Yes, it does.  You can only hash one user at a time if you operate under the constraints you've outlined.  If you want to hash multiple users, you will have to compute the password + salt for each user over each iteration, increasing your compute time.  If you want to brute force just one user, then I would agree with you, but we aren't talking about brute forcing a user, we're talking about compromising a database.  You have no knowledge as to whether a given user has a strong or weak password, so forcing one user is folly.  Forcing a large database, and you are almost guaranteed to have at least one user with a weak password.  Using random salts will cause the brute force to take a minimum of 2x - 3x longer than using static (or no salts), thereby offering you protection against brute force in the time it takes to yield a result (double or treble).

Quote
Gat3way described how you can create rainbow tables for password sets when you don't use unique salts for each password.

What kind of dumbass would use static salts to salt a password database in this day and age?  Yes, you can outline all sorts of broken implementations of salting and point to them and say see they don't offer any protection!  But that is also a folly.  A broken implementation is a broken implementation and it's no surprise that something that's broken doesn't offer the kind of protection it should.

Quote
I think you are saying it in the wrong way. "Protection against brute force" is simply a stupid thing to  say. Ever heard of key strengthening/stretching? I guess this would be a better method. Increasing the effort for a brute force shouldn't be described as "protecting from a brute force" (which would mean that you have something that prevents a brute force). You could also switch to an algorithm like CubeHash (it dropped out of the SHA-3 competition for being to slow, but it's relatively simple) if you want to do this. Salts are against rainbow tables.

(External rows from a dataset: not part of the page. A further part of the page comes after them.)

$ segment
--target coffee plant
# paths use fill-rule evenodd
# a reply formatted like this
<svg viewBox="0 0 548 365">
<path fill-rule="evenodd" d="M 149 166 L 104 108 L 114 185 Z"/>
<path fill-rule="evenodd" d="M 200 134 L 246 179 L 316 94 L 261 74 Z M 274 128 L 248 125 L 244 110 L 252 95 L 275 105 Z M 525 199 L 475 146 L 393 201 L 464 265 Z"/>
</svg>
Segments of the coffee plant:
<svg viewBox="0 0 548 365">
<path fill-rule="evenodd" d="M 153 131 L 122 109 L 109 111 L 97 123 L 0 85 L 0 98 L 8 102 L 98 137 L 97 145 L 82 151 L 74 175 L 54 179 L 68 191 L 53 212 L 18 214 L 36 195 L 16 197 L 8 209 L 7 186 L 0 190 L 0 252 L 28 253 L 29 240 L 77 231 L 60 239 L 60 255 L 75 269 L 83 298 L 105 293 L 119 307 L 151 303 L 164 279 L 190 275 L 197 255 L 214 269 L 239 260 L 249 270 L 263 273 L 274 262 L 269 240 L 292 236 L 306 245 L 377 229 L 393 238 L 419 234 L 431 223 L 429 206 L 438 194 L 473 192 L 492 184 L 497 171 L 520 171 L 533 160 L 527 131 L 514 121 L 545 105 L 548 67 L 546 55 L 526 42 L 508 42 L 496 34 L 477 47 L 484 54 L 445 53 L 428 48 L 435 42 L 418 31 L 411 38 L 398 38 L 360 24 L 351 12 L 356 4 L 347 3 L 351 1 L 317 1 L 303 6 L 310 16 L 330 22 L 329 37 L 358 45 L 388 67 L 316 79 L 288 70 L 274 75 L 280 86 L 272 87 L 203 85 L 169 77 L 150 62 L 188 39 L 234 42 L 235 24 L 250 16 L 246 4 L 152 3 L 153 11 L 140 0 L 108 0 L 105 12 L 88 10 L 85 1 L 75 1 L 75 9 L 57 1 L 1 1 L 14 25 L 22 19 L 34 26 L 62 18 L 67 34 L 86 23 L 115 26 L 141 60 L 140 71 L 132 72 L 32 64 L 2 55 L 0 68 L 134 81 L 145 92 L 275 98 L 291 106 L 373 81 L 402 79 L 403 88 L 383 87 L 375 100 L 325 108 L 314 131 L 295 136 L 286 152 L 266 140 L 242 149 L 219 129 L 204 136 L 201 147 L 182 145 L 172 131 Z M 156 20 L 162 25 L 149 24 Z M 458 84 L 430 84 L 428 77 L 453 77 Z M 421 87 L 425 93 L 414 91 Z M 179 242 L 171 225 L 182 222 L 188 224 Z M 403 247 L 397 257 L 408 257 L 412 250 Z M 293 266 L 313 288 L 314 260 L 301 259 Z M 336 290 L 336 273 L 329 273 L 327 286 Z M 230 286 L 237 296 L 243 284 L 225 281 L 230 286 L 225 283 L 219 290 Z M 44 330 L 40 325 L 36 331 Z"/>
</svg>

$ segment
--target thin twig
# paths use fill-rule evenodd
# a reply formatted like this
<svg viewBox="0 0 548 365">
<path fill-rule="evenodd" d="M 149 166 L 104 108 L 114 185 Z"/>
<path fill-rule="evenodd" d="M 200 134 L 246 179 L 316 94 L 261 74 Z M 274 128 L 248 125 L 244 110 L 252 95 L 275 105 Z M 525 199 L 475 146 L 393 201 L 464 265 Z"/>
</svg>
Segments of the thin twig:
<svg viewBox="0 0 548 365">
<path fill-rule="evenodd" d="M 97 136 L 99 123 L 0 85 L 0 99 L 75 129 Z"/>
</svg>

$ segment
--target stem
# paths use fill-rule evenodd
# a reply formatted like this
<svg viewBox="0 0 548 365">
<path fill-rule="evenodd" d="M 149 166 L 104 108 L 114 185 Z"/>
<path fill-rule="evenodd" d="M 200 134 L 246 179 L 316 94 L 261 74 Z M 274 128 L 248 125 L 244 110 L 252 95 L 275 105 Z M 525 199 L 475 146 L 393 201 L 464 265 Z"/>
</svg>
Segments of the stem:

Yes, that would be a better method.  But we are talking about salting, so I was addressing that.  Why would you not describe doubling (or more) the amount of time it takes to brute force a password as "protection?"  Protection does not mean it prevents it.  It CAN mean that it prevents it, but the definition of protection is not solely limited to prevention... otherwise why have "protection" and not "prevention?"  The wrapper on a condom says it offers protection against STD's... but no condom company is going to offer "prevention" of STD's, since no method is 100% effective... just like protection against brute forcing.  The very nature of brute forcing makes it impossible to prevent - that's why it's brute force.  The only thing you can do is protect against it as best you can.

Are there better methods to protect against brute forcing than salting?  Absolutely.  Is salting somehow not a protection?  No.  It's a first line defense/protection against rudimentary brute force.  As the brute force gets more sophisticated, the protection also needs to get more sophisticated.